Грейнджер невероятна. Поцелуи — ещё один предмет, по которому она получила бы «Превосходно». Но в этот раз Драко чувствует, что ему не нужно гнаться за ней и стараться удержаться на том же уровне. Впервые в жизни Грейнджер не доминирует над ним — и ему это нравится.
Драко жадно разглядывает её, когда она отстраняется. Мантия сползла с левого плеча, губы припухли, лицо слегка покраснело и взгляд… горит.
Сильнее, ярче чем обычно.
Когда она выходит из комнаты, Драко ловит себя на том, что любовался ею.
***
Он прислоняется лбом к прохладному стеклу, старясь собраться с мыслями.
За окном накрапывает дождь, и разноцветные листья размякают и мешаются с травой и грязью. Небо затянуто тучами. Капли мерно стучат по стеклу, и Драко старается сфокусироваться на этом звуке, но от этого становится лишь тяжелее.
Он хочет пить.
Мерлин, он давно не испытывал такой жажды.
Возможно, это как фантомная боль. Ночью ему снова снилась Выручай-комната, и даже теперь предсмертный крик Крэбба всё ещё стоял в ушах, а тело горело от жара Адского пламени. Ему нужно лекарство, зелье, заклинание и… вода.
Когда Грейнджер заходит, Драко моментально разворачивается к ней, игнорируя изумление проступившее на её лице.
— Воды, — требовательно просит он, но, повинуясь какому-то необъяснимому порыву, добавляет: — Пожалуйста.
Пока он жадно пьёт, Грейнджер подготавливает нужные зелья и мази, накладывает подогревающие чары на его обед и садится на кровать, ожидая, когда Драко закончит.
Ему требуется ещё три стакана, только тогда становится немного легче.
— Сегодня надо обработать твою спину, — Грейнджер жестом показывает ему, чтобы он снял футболку.
Мазь охлаждает, жажда несколько отступает, и Драко чувствует себя намного лучше, однако страшные воспоминания в его голове становятся всё ярче.
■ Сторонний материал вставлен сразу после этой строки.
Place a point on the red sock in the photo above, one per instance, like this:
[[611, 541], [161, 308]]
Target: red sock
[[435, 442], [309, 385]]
Это нарастает с каждым днём, однако новых не прибавляется. Между ним и его памятью всё ещё существует какой-то барьер, который не даёт просочиться ни одному образу, и Драко мучается от того, что не знает, чем должен заканчиваться его сон.
Он сидит спиной к Гермионе, пока она лёгкими и уверенными движениями, растирает его спину, проверяет заклинанием позвоночник, и задерживает ладони на плечах явно чуть больше, чем требуется. Драко понимает, что если не спросит сейчас — не сделает этого никогда.
Он откашливается, и Грейнджер замедляется, чувствуя, что он хочет что-то сказать.
— Ты говорила, что Гойла спас Поттер.
В палате повисает плотная тишина, которую нарушает лишь мерный стук капель за окном. Спустя некоторое время по вздоху Грейнджер Драко понимает, что может продолжить.
— Я бы хотел знать, кто спас меня, — ровно произносит он.
— Рон пытался, — Драко готов поклясться, что сердце Грейнджер пропускает удар. — Но я закончила то, что он начал.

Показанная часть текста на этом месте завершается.